There are no simple ways to bind spirits, conjuration and all of the loop holes take time and study. There are ebooks and online classes that you can take to learn the basics, but as with everything, practice makes perfect. Conjured spirits are also sold by practitioners, so it is difficult to find someone who will give out their secrets because of monetary competition etc.

----------


## seekerofprophecies

> How do you bind a spirit through blood?? I didn't even realize that was possible? I'd really like to know and why is it so dangerous?


I think this may have been done to me.

----------


## Requiem Obscurus

I must agree and further push the statement that binding a spirit is very difficult and can be extremely dangerous, especially for those of lower skill/knowledge. Also, any magic that includes the use of your own blood has always been a dislike of mine, as well as my fellow practitioners. There are people out there that can, and are skilled, in blood magic. But I HIGHLY recommend staying far away from it.

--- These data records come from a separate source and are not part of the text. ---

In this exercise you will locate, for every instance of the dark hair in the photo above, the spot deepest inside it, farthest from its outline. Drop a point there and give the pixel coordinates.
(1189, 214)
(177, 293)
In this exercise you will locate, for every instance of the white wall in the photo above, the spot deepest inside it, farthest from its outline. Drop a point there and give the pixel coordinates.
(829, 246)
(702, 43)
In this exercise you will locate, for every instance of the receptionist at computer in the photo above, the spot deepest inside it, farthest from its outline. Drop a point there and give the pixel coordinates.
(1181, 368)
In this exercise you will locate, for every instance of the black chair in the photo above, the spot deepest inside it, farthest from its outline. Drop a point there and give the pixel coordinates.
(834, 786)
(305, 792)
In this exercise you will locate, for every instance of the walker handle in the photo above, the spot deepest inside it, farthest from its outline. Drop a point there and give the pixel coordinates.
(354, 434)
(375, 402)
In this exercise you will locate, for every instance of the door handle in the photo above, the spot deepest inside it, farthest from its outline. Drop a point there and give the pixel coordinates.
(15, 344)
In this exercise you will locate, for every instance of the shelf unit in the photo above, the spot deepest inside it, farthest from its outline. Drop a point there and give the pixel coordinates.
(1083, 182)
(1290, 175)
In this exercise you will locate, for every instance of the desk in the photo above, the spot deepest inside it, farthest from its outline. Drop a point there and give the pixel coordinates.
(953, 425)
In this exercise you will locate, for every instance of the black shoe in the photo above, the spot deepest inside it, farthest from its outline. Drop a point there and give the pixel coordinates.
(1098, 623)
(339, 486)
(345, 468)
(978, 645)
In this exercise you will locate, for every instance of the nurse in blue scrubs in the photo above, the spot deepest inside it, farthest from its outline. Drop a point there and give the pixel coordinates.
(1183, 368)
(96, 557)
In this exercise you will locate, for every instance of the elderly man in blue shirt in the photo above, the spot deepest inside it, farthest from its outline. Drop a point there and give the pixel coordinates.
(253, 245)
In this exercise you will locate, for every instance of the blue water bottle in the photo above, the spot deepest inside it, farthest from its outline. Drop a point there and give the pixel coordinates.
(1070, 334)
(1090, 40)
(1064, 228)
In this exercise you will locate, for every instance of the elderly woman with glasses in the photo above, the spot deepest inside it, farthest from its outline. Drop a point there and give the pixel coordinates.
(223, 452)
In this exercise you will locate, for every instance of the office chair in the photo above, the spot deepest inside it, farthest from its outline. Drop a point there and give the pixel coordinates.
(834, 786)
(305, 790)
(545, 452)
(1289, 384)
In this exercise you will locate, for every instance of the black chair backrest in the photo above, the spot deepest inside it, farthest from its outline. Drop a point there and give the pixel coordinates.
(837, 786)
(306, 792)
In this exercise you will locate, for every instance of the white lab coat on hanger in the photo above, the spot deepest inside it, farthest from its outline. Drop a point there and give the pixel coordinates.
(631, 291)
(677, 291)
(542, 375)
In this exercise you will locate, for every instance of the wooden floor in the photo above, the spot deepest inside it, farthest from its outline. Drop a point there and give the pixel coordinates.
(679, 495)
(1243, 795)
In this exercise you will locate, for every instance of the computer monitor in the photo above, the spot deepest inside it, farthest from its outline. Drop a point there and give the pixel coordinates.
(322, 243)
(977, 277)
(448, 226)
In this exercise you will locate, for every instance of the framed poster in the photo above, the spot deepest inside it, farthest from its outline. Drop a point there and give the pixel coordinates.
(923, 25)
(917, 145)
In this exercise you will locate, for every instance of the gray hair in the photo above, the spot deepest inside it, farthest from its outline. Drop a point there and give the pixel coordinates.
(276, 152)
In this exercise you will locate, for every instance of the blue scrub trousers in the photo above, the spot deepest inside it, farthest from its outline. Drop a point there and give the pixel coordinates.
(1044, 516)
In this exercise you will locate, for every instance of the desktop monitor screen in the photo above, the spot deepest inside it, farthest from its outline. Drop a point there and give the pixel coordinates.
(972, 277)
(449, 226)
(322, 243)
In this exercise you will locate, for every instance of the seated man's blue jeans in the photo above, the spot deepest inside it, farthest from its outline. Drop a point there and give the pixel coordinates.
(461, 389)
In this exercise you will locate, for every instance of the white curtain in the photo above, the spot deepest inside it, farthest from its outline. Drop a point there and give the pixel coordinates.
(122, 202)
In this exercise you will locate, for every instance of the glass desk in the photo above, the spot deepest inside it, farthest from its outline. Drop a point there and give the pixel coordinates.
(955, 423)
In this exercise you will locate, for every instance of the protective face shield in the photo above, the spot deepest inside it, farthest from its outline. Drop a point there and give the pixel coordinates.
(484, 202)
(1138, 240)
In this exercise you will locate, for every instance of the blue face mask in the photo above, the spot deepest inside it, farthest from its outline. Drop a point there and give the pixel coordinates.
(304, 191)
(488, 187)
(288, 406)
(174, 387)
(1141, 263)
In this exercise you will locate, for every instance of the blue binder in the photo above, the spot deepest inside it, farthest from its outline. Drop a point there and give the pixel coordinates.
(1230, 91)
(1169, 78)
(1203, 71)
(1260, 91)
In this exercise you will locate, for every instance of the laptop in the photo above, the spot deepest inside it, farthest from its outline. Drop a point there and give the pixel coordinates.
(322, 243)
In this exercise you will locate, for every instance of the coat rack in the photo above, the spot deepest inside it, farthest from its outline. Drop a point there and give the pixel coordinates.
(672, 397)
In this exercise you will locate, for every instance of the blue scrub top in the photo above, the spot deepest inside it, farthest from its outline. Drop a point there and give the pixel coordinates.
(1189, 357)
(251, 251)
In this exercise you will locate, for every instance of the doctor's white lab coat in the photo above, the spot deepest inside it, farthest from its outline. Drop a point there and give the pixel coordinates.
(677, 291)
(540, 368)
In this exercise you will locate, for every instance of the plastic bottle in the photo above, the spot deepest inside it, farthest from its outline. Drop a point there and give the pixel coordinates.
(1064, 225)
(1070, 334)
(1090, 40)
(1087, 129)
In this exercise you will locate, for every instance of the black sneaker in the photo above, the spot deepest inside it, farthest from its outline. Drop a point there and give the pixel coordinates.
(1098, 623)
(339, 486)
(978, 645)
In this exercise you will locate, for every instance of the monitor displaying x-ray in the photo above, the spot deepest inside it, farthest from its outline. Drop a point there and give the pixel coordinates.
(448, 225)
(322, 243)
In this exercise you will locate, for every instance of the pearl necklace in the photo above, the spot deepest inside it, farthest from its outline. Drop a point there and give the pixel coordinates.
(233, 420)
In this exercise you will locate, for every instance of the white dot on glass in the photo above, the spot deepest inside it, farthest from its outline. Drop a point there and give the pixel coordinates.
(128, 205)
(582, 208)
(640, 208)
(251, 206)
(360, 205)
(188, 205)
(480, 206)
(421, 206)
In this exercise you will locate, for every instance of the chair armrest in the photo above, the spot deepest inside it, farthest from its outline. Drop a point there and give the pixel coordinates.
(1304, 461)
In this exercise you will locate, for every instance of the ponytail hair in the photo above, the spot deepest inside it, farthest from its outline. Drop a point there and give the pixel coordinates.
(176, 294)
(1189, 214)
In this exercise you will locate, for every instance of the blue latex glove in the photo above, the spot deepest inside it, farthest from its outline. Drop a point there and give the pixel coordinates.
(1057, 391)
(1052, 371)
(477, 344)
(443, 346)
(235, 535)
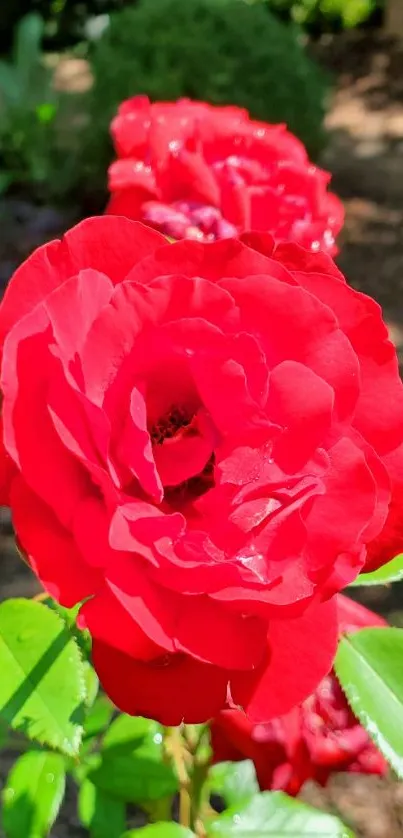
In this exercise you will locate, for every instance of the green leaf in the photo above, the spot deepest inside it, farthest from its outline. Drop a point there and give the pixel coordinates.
(42, 687)
(274, 815)
(10, 89)
(69, 616)
(235, 782)
(391, 572)
(102, 815)
(369, 666)
(27, 48)
(130, 764)
(160, 830)
(33, 795)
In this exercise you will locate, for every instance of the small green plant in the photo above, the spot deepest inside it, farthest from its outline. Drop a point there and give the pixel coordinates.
(220, 51)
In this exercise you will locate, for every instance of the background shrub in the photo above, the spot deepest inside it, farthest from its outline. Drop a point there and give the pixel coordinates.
(222, 51)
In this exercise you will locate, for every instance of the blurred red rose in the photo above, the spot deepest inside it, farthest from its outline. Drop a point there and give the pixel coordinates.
(192, 170)
(195, 438)
(313, 741)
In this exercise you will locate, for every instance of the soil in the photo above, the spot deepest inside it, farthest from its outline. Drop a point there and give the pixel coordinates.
(365, 156)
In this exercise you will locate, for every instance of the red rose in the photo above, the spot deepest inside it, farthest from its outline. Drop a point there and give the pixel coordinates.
(197, 433)
(313, 741)
(192, 170)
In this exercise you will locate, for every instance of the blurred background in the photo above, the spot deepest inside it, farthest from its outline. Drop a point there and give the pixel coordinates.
(331, 69)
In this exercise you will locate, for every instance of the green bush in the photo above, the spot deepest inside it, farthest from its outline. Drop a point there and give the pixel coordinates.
(32, 155)
(222, 51)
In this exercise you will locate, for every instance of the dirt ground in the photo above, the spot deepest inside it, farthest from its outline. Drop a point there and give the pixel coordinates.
(365, 155)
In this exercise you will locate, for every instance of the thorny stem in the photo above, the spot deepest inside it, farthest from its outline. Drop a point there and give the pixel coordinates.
(177, 752)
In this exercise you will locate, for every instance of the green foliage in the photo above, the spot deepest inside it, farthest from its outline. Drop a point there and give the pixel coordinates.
(274, 815)
(369, 668)
(221, 51)
(103, 815)
(326, 13)
(130, 765)
(33, 794)
(160, 830)
(235, 782)
(391, 572)
(31, 151)
(42, 686)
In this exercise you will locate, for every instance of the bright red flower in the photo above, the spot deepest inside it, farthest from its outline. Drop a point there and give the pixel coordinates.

That's my two cents on this topic, I may be new to this site, but that's not the case in my experience. 

As for the original "binding" topic, if one truly needs to perform a binding ritual, experience matters as much as knowing what you are dealing with. It's better to be over-cautious than foolhardy and rushing. Find local experienced folks (which can be quite a task) and get to know them before performing anything.

----------


## Adarame

Nothing is ever too dangerous if you've tried it for yourself and not base things from others perspective and experience.

----------